Het is zover. Ik heb een beoordeling gekregen als klant. Ik vreesde er al voor. Alles en iedereen wordt maar geëvalueerd en genormeerd: producten, diensten, mensen. Je kunt geen wasknijper bestellen of ze vragen je op de webshop naar een beoordeling over de wasknijper, de manier van verzending, de bezorger van de wasknijper en de verpakking. Op een dag beoordelen ze de klant ook nog, dacht ik eens. En ja hoor.
Dat de taxichauffeurs van Uber worden beoordeeld, begreep ik al bijna, al ben ik er niet dol op, ik geef ze allemaal vijf sterren. Maar nu heb ik dus ook een beoordeling gekregen van mijn chauffeurs. Passagiersbeoordeling: 4,89 uit vijf.
‘Je doet het geweldig,’ stond erbij in de mail. Zelfs als passagier kun je falen en
slagen. Als ik nu in een Uber-taxi stap, weet ik dat ik punten kan verdienen en verliezen. Hoe heb ik die 0,11 punten verloren? Hoe word je een perfecte klant? Moet je een perfecte klant willen zijn? En de mail eindigde natuurlijk met deze vraag: ‘Wat vind je van Uber na het lezen van deze e-mail?’
Als schrijver moet je wennen aan recensies. Ik dacht ooit dat ik laf was, omdat ik er niet van hield. Maar ik sla sowieso graag de recensiepagina’s van de kranten over. Ik wou dat ik de ballen en sterren niet kon zien. Dat ik de laatste regels van recensies, waarin een veelstemmig werk wordt samengevat in een droog oordeel, niet kon lezen. Ik denk dat de wereld prima zonder recensies zou kunnen. Als mensen een boek of een film mooi vinden, vertellen ze het
elkaar wel door, en anders niet. Mensen die cursussen geven, krijgen na
afloop een formulier met daarop het cijfer dat ze van de deelnemers hebben gekregen: dit vinden de mensen van jou. Ik vind het horror.
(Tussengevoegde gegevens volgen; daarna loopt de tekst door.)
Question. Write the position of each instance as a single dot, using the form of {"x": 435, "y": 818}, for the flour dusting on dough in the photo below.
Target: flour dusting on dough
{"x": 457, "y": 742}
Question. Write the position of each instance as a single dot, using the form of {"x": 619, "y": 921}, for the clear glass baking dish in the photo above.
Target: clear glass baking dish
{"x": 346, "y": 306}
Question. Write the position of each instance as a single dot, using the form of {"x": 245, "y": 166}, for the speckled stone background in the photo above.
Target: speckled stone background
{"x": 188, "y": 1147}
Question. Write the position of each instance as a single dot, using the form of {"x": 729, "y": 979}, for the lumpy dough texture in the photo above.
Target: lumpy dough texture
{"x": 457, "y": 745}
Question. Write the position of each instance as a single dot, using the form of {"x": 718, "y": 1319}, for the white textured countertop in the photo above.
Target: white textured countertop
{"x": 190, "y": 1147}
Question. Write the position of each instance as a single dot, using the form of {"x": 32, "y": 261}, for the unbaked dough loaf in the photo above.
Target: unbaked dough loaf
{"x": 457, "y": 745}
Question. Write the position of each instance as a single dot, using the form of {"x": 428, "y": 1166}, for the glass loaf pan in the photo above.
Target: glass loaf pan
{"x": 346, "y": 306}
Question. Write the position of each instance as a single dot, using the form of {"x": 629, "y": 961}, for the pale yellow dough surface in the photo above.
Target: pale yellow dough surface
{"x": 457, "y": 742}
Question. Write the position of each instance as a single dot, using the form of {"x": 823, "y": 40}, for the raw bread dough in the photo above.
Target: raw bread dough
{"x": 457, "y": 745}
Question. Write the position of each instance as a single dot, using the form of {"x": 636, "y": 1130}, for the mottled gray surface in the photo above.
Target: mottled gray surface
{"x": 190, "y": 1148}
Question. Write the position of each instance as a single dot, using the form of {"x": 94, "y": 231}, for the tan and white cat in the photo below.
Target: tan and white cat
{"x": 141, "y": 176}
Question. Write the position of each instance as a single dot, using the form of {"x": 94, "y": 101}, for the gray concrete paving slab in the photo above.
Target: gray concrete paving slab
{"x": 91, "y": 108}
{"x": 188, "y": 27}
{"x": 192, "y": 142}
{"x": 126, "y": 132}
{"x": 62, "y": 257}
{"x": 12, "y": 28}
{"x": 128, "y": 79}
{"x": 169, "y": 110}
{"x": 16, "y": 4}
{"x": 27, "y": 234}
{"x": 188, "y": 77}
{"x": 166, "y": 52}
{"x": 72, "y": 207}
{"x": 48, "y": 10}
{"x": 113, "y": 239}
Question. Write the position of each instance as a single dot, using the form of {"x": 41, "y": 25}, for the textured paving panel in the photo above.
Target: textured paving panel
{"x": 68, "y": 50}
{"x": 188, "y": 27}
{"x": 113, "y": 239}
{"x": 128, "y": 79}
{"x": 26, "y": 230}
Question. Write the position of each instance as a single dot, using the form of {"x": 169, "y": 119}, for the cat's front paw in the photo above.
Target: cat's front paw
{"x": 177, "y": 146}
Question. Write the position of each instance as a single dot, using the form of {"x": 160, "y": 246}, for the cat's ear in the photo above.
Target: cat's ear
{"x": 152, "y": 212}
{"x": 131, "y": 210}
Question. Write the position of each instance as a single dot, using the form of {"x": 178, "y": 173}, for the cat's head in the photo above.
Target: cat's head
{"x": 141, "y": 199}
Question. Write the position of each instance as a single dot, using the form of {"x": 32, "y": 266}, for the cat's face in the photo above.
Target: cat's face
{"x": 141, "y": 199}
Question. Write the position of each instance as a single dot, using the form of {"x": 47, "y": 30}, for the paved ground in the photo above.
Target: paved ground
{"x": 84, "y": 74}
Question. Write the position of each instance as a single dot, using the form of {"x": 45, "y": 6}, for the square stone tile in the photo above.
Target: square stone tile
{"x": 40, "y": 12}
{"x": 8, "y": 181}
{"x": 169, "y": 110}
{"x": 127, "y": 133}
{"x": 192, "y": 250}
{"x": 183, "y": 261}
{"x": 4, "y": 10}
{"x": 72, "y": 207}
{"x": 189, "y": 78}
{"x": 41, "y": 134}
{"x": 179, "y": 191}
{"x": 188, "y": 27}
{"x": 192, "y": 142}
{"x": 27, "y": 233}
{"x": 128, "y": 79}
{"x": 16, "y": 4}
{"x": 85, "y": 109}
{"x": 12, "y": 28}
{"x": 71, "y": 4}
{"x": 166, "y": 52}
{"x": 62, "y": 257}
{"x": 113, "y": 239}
Het gaat zogenaamd over je werk en niet over jou als persoon, toch? Maar ik ken geen mens die zichzelf zo kan opdelen dat het oordeel over zijn werk hem niet persoonlijk raakt. En bij Uber gaat het natuurlijk alleen over mijn passagiersschap, dat zegt niets over mij als ... ja, als wat eigenlijk?
Ooit waren de mensen bang voor het oordeel van God, dus is God weggedaan. En nu beoordelen we elkaar, uitentreuren. Een enorme achteruitgang. Als ik bang ben voor het oordeel van mensen of als ik verstrikt raak in mijn eigen oordelen, dan bid ik en geef ik Hem de verantwoordelijkheid over het oordeel. Een oordeel waar ik geen overzicht over heb, dat ik nergens kan nalezen en dat niet publiekelijk wordt besproken. Ik kan bijna niet omschrijven hoe bevrijdend dit is.